Let's begin 2013 by trying something different.
When George Santayana observed that those who cannot learn from history are doomed to repeat it, he was talking about big things and large arcs of time. If we don’t study the conditions that led to, say, the downfall of the Roman Empire, we risk losing our own nation.
But lessons can also be learned from less momentous things and smaller arcs of time. As we say goodbye to 2012, for example, we might call it the Year of the Status Quo. The lesson learned might be that recognizing a wrong path is only the first part of the job – we must then take active steps to change paths. But voters last year, after complaining loudly about the lousy state of affairs, then cast their ballots in precisely the way guaranteed to keep the state of affairs exactly as is.
In Indiana, that meant keeping Republicans in charge of the governor’s office and both houses of the General Assembly – and even adding a few more Republicans to the House to prevent Democrats from walking out.
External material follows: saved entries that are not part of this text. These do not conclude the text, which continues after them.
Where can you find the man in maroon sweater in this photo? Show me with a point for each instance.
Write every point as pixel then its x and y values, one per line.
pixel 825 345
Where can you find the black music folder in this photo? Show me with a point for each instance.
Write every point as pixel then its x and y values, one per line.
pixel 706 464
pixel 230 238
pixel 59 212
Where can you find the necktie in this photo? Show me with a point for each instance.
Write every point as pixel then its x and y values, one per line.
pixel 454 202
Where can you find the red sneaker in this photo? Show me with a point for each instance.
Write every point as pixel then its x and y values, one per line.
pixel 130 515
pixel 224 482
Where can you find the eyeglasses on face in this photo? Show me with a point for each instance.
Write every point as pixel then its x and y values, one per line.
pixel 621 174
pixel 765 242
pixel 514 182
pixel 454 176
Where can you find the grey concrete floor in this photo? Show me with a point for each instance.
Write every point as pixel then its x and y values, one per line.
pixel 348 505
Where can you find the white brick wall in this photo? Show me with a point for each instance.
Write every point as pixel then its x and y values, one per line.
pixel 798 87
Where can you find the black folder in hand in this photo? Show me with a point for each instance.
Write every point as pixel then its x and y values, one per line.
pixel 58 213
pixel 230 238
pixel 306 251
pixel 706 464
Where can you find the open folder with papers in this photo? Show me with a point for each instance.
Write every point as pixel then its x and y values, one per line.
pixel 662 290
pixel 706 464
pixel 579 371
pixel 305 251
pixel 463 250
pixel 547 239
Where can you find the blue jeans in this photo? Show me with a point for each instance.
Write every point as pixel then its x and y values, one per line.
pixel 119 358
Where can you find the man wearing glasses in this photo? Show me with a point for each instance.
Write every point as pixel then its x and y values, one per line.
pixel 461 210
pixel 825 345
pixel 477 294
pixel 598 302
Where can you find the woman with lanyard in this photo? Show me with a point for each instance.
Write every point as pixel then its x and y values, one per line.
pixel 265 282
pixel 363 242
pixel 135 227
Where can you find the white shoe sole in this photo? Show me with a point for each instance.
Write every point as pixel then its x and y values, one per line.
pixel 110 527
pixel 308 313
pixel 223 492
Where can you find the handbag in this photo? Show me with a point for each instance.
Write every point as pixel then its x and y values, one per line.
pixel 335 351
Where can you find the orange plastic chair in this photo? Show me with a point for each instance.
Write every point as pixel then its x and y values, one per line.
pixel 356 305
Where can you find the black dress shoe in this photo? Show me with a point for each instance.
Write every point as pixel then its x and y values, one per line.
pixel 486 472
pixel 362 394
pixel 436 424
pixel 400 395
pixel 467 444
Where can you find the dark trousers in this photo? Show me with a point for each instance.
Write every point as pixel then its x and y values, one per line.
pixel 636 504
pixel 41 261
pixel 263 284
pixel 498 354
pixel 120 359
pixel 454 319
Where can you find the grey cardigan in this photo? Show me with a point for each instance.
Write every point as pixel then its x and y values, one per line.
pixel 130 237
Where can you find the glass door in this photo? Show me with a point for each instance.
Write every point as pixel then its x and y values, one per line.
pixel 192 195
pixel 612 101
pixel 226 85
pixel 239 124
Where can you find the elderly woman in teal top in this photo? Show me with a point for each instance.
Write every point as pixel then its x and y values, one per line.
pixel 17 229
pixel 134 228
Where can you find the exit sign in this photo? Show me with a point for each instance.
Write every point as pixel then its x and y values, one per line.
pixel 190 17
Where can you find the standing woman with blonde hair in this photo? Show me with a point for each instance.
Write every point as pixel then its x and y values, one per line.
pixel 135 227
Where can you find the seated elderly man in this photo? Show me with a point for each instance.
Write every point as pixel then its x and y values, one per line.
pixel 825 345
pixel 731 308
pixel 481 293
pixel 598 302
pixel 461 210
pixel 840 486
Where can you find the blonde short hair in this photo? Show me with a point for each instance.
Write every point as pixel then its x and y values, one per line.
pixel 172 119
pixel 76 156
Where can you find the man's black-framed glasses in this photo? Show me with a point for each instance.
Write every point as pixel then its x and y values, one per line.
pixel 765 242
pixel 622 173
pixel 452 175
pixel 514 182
It meant kicking out Tony Bennett as superintendent of public instruction – too many radical ideas! – and putting in Democrat Glenda Ritz to achieve stalemate with GOP legislators. It meant punishing Richard Mourdock both for his extremist tea party intentions and for defeating kindly, moderate Richard Lugar.
Nationwide, they complained about the worst economy since the Depression, then re-elected the president whose efforts helped create it and whose policies will certainly prolong it. They spoke out against government deficits and the unsustainable debt, then gave the House a GOP majority again, guaranteeing a continued gridlock that will result in an even bigger government that spends even more – inertia is powerful.
Sometimes we fear movement because we’re OK where we are – not ecstatic but at least content. Sometimes even when things aren’t going well, we fear the devil we don’t know over the one we already have. And sometimes we stay where we are because that’s the easiest thing to do.
But growth only comes from change; we have to risk making things worse to make them better. The start of a new year is a chance to take those risks.
So, happy 2013. Go do something different.